Under the FCNR(B) scheme, banks can access a US dollar-rupee swap facility for fresh foreign currency non-resident deposits mobilized for a tenor of three to five years. The facility will be available only in US dollars, regardless of the currency in which deposits are raised.
Banks will be able to swap dollars with the RBI at par—exchanging dollars for rupees today and reversing the transaction at the same exchange rate at maturity. The window will be open for deposits mobilized until 30 September 2026, while the swap facility will remain available until 16 October 2026.
Swap facility introduced
Separately, the RBI introduced a swap facility for eligible ECBs raised by public sector companies and overseas foreign currency borrowings (OFCBs) raised by banks. These will cover borrowings with an average maturity of three years and above drawn until 31 December 2026, as well as OFCBs raised by banks with a minimum three-year tenor.

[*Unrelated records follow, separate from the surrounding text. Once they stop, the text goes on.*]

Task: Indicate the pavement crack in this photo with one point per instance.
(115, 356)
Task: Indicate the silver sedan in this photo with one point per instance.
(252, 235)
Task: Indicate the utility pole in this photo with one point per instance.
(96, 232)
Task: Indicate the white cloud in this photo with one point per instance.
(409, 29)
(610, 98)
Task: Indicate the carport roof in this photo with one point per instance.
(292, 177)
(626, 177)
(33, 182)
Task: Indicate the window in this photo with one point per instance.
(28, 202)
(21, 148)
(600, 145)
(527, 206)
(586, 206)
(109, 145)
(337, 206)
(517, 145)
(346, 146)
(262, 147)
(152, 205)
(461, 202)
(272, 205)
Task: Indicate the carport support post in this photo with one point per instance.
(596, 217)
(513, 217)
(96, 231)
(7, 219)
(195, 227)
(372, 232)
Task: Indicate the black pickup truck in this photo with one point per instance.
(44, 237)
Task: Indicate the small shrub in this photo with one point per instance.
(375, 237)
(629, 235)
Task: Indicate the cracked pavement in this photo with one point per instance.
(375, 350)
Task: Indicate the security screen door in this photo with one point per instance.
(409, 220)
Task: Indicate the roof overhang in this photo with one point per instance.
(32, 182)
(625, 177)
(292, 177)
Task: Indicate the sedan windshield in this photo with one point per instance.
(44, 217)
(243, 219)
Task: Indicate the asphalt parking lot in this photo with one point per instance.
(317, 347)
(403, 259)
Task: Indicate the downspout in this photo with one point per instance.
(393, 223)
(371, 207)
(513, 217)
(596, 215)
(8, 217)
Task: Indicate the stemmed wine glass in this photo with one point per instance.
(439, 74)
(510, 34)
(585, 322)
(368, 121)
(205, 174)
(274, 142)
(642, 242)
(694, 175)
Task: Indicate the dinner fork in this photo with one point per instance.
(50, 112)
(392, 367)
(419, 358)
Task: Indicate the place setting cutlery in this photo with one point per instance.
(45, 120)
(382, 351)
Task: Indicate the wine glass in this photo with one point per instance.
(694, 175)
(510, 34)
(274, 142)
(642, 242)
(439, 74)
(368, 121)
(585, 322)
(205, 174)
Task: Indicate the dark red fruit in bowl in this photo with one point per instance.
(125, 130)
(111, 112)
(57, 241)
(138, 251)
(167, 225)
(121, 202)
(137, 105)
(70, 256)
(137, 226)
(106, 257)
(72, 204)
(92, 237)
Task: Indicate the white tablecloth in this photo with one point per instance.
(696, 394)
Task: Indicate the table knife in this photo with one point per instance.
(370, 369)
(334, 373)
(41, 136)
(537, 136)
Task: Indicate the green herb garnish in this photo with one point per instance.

Under this facility, banks can sell US dollars to the central bank and agree to buy them back at the end of the swap period. Unlike the FCNR scheme, the ECB/OFCB facility will carry a fixed swap cost of 1.5% per annum, compounded semi-annually, with the maximum tenor linked to the borrowing maturity, subject to a five-year cap.
The RBI also allowed authorized dealer banks to exclude swap positions arising from FCNR(B) deposits, ECBs and OFCBs from their net overnight open position (NOP-INR) calculations, easing regulatory constraints on participation.
The measures are aimed at attracting durable foreign currency inflows, reducing hedging costs for borrowers and banks, and strengthening external buffers amid heightened global uncertainty.
Market participants expect the combined impact of the moves to bring in $40–50 billion in FY27, which could support the rupee.